Younger people are flocking to salons begging stylists to dye their hair silver. I spent 20 years paying stylists to cover my gray with blonde highlights. Now, gray is the new blonde. Who knew?
Last February I decided enough was enough. It was time to go au naturel. I wanted the wisdom and beauty of my years on earth to frame my face.
But the process of getting there is more like the tribulations of Job than the drama of Dorian Grey, as I wrote about in my last post on this topic. I was inspired by one virtual friend’s haircut that I saw on the Facebook group, “Gray and Proud,” and shared a picture with my stylist. Presto change – the style was mine. Much shorter, but still with lots of the old color.
As the months wore on, it felt like it was taking forever. In a fit of pique, I had my stylist cut off as much of the old color as possible without making me bald. We are talking super short.
It was shocking. And liberating. And low maintenance. No more hours spent looking like a baked potato with foils all over my head as chemicals coated my hair shafts. Easy on the budget, too.
I’ve had help from others on the same journey through social media. Search on “going gray,” and you’ll get thousands of hits. There are virtual support groups aplenty.
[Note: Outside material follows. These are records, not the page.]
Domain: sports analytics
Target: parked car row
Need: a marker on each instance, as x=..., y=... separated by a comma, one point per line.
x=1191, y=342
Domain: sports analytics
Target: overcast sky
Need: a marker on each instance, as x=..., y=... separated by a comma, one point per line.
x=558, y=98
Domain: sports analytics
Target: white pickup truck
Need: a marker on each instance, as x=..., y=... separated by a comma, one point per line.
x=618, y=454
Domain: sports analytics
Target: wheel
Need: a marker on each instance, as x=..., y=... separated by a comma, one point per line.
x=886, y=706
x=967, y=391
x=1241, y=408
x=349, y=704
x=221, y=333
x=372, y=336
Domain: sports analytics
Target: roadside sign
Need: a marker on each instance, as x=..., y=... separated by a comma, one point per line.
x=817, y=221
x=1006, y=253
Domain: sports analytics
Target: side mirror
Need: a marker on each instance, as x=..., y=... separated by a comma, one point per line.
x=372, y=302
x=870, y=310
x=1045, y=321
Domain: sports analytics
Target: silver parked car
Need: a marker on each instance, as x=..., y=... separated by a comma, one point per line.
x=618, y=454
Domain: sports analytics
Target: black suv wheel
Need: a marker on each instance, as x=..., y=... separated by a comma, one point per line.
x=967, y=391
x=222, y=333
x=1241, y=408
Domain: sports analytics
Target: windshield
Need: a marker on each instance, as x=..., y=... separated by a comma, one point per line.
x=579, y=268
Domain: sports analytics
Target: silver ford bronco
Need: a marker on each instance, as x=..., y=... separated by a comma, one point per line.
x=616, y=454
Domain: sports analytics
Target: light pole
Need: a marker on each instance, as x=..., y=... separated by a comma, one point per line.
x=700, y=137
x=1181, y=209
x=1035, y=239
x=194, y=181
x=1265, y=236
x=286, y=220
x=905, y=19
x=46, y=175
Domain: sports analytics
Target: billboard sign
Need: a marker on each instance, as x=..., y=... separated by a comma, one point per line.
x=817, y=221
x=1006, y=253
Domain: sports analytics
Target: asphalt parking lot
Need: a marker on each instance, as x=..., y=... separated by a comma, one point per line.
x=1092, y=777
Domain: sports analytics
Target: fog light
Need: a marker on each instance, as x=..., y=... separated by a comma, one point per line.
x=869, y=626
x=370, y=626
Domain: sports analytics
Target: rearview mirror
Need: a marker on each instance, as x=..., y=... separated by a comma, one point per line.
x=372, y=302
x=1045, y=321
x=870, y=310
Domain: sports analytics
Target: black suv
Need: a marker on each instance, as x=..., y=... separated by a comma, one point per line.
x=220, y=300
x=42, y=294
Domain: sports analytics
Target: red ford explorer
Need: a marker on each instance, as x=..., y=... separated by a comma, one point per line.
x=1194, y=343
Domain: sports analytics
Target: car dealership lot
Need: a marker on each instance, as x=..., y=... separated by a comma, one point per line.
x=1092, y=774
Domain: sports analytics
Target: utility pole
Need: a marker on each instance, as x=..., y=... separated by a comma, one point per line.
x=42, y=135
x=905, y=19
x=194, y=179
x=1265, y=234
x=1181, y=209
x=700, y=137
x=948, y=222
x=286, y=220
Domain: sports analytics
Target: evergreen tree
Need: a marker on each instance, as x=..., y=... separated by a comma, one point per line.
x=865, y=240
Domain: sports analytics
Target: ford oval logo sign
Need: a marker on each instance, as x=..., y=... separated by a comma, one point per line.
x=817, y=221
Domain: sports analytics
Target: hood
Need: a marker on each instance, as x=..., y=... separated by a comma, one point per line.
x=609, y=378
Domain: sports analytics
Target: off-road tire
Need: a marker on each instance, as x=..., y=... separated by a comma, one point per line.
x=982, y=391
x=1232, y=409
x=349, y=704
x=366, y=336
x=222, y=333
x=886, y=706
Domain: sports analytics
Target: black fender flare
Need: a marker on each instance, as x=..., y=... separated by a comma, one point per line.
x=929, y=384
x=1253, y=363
People share their dilemmas, their haircuts, their feelings of being set free. As the gray hairs mount, so does the pride, at least in most cases. Some people report being harangued by friends – or total strangers – about how they should try to hide their age by resorting to dye. Poppycock!
My last cut – the radical one – took things a giant leap further. My pinkie finger is longer than my hair. I’ve had so many compliments I may keep it this way. Now, people can really see my face. They aren’t focusing on the gray, apparently, but instead they are seeing more of the real me. It’s sweet and a bit surprising, but, hey, I’ll take it.